In this course students learn to identify and describe the basic structural components and corresponding functions of the human nervous system. Lectures are given by faculty from the Department of Anatomy.
This course combines lectures and small group discussions of clinical case studies in workshops. Lectures address structure-function relationships in major biomolecules, human metabolism and cell biology. Workshops feature clinical case studies to illustrate principles of clinical biochemistry and application to the practice of pharmacy. Workshop topics may include anemias, cytochrome p450 enzymes, dangers of dietary supplements, diabetes mellitus, drug biomembrane transport, environmental toxins and hemostasis disorders.
This course combines lectures and small group discussions of clinical case studies in workshops. Lectures address principles of human gene expression, chromosomal abnormalities, pharmacogenomics, multifactorial inheritance, and nutrition. Workshops feature clinical case studies to illustrate principles of clinical biochemistry and application to the principles of pharmacy.
BIOC 1551 Biochemistry I
The purpose of this required pass/fail course is to provide students with skills that are necessary for professional development. The course will feature professionals from different disciplines who will discuss their professions and career paths. The course will also provide students training in interviewing, writing resumes/CVs, writing cover letters/personal statements, preparing posters and oral presentations, writing scientific manuscripts, and grant writing.
This course is designed to discuss the etiology, pathogenesis and pathophysiology of selected human disease conditions. A brief review of the normal physiology of each organ system will be discussed prior to presenting prominent disease conditions in each of the following areas: immune regulation; wound healing; hematologic, cardiovascular, respiratory, renal, endocrine, gastrointestinal, neural, and musculoskeletal systems. The information presented in this course will build on previous information obtained in Human Physiology I and II.
This course introduces the student to the medical microbial world with those concepts that are basic to viruses, prokaryotic and eukaryotic cells. In addition to the infectious diseases as the main topics covered in the lecture, in depth understanding of the molecular biology, genetics and virulence factors of microorganisms will be explained to gain a complete picture of bacterial pathogenesis.
This didactic course will introduce students to the fundamental principles of immunology and delve into the molecular mechanisms behind these principles. It will focus on the innate and adaptive immune responses, detailing signal transduction mechanisms responsible for leukocyte activation, epigenetic remodeling involved in leukocyte differentiation, and the molecular biology behind immune responses. Additionally, it will detail recent advances in immunoprophylaxis, and therapies.
PHAR 0584, 0585, 0586
Pharmacology I, II, III
This course sequence introduces students to the general principles of drug action and the therapeutic uses and toxicities of drugs commonly used in humans. A drug's action is considered on an organ-system basis. Specific topics include drugs acting on the: autonomic and central nervous systems, cardiovascular and renal systems, gastrointestinal and genitourinary systems. In addition, discussions on chemotherapy of microbial and parasitic organisms, chemotherapy of neoplastic diseases, drugs acting on blood-forming organs, and hormones are presented. This course also includes discussions of environmental toxic agents and antidotes.

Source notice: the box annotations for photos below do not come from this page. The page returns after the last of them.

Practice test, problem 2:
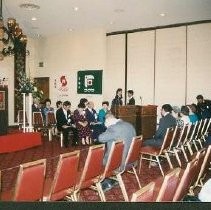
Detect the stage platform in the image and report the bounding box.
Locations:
[0,132,42,153]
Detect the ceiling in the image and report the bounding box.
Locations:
[3,0,211,37]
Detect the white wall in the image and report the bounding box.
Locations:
[35,29,106,109]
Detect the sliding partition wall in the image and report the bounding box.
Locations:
[105,23,211,109]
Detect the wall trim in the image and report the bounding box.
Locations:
[106,20,211,36]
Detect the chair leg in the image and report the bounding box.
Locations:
[116,174,129,201]
[174,148,182,167]
[60,132,64,147]
[132,166,141,188]
[181,145,188,162]
[165,152,174,169]
[156,156,164,176]
[48,128,52,141]
[138,155,142,174]
[96,182,106,202]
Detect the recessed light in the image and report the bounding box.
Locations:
[114,9,125,13]
[31,17,37,21]
[19,3,40,10]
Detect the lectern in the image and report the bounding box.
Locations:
[111,105,157,139]
[0,85,8,135]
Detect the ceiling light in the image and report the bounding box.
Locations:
[114,9,125,13]
[19,3,40,10]
[0,0,27,60]
[31,17,37,21]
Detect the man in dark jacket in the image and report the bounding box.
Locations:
[144,104,176,147]
[196,95,211,119]
[56,101,78,147]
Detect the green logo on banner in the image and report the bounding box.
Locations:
[77,70,103,94]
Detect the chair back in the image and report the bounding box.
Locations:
[169,126,182,150]
[124,135,143,170]
[159,128,175,155]
[131,182,155,202]
[49,151,80,200]
[156,168,181,202]
[77,144,105,189]
[46,112,56,126]
[32,112,44,127]
[102,140,124,179]
[173,158,198,201]
[176,125,190,147]
[13,159,46,201]
[195,145,211,186]
[17,110,28,124]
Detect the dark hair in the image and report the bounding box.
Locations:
[162,104,173,112]
[63,101,71,106]
[127,90,134,95]
[45,98,51,104]
[116,88,122,95]
[181,106,189,115]
[56,101,62,108]
[102,101,109,106]
[196,95,204,100]
[80,98,88,104]
[78,103,86,109]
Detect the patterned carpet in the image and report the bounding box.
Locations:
[0,130,189,202]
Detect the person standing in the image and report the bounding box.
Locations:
[98,113,136,191]
[111,88,123,106]
[196,95,211,119]
[127,90,136,105]
[143,104,176,147]
[56,101,78,147]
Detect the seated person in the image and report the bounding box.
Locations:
[32,97,42,113]
[42,98,54,122]
[73,103,91,145]
[127,90,136,105]
[98,101,109,125]
[188,104,199,124]
[56,101,62,109]
[143,104,176,147]
[56,101,78,147]
[85,101,106,141]
[111,88,123,106]
[178,106,191,128]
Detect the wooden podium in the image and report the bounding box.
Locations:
[111,105,157,139]
[0,85,8,135]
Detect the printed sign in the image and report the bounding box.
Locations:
[77,70,103,94]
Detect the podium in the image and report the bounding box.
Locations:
[0,85,8,135]
[111,105,157,139]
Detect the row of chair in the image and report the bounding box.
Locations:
[131,146,211,202]
[139,119,211,176]
[1,136,142,201]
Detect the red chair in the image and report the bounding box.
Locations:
[43,151,80,201]
[156,168,181,202]
[72,144,105,201]
[139,128,174,176]
[1,159,46,201]
[120,135,143,198]
[131,182,155,202]
[173,155,201,201]
[96,140,128,201]
[194,145,211,187]
[46,112,56,141]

Credits: 3 credits each course
PHYS 1510, 1511
Human Physiology I, II
Students are introduced to the physiological principles and regulatory processes that underlie the normal function of the human body, and develop an understanding of the physiologic responses to perturbation of homeostasis and of pathophysiologic alterations that occur in disease. Didactic lectures are supplemented with workshops that focus on application of physiological concepts. Topics include the properties of excitable cells and the functions of the neuromuscular, cardiovascular, pulmonary, renal, digestive, endocrine and reproductive systems.